"""Tests for explainers.py — pure computation correctness.
Focused on compute_data_hash (D3-S2).
No model loading, no SHAP computation — fast and fully isolated.
"""
import pandas as pd
from xai_toolkit.explainers import compute_data_hash
class TestComputeDataHash:
"""Tests for compute_data_hash (D3-S2)."""
def _sample_df(self) -> pd.DataFrame:
"""Minimal DataFrame for deterministic testing."""
return pd.DataFrame(
{"feature_a": [1.0, 2.0, 3.0], "feature_b": [0.1, 0.2, 0.3]}
)
# --- Shape and format ---
def test_returns_64_char_hex_string(self):
"""SHA256 hex digest is always exactly 64 hex characters."""
h = compute_data_hash(self._sample_df())
assert isinstance(h, str)
assert len(h) == 64
def test_output_is_valid_hex(self):
"""Output contains only valid hex characters."""

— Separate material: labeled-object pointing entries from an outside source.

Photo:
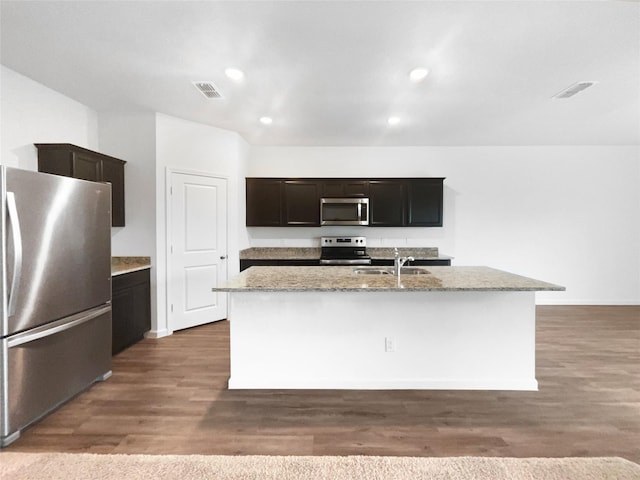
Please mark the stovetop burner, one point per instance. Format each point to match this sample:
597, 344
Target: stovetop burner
344, 251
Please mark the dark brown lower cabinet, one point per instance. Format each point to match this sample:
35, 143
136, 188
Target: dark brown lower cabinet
131, 308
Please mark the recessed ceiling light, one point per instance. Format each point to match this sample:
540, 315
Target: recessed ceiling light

h = compute_data_hash(self._sample_df())
assert all(c in "0123456789abcdef" for c in h)
# --- Determinism ---
def test_full_matrix_hash_is_deterministic(self):
"""Same DataFrame → same hash, always."""
df = self._sample_df()
assert compute_data_hash(df) == compute_data_hash(df)
def test_single_row_hash_is_deterministic(self):
"""Same row index → same hash, always."""
df = self._sample_df()
h1 = compute_data_hash(df, sample_index=0)
h2 = compute_data_hash(df, sample_index=0)
assert h1 == h2
def test_hash_is_stable_across_5_calls(self):
"""D3-S1: 5 consecutive calls produce the same hash."""
df = self._sample_df()
hashes = [compute_data_hash(df, sample_index=1) for _ in range(5)]
assert len(set(hashes)) == 1, (
f"Expected 1 unique hash across 5 calls, got {len(set(hashes))}"
)
# --- Sensitivity ---
def test_different_rows_produce_different_hashes(self):
"""Different rows with different values → different hashes."""
df = self._sample_df()
assert compute_data_hash(df, sample_index=0) != compute_data_hash(df, sample_index=1)
def test_full_matrix_differs_from_single_row(self):
"""Hashing the full matrix vs a single row must differ."""
df = self._sample_df()
assert compute_data_hash(df) != compute_data_hash(df, sample_index=0)
def test_tiny_value_change_changes_hash(self):
"""A single-digit change anywhere in the data changes the hash."""
df1 = pd.DataFrame({"a": [1.0], "b": [2.0]})
df2 = pd.DataFrame({"a": [1.0], "b": [2.0000001]})
assert compute_data_hash(df1) != compute_data_hash(df2)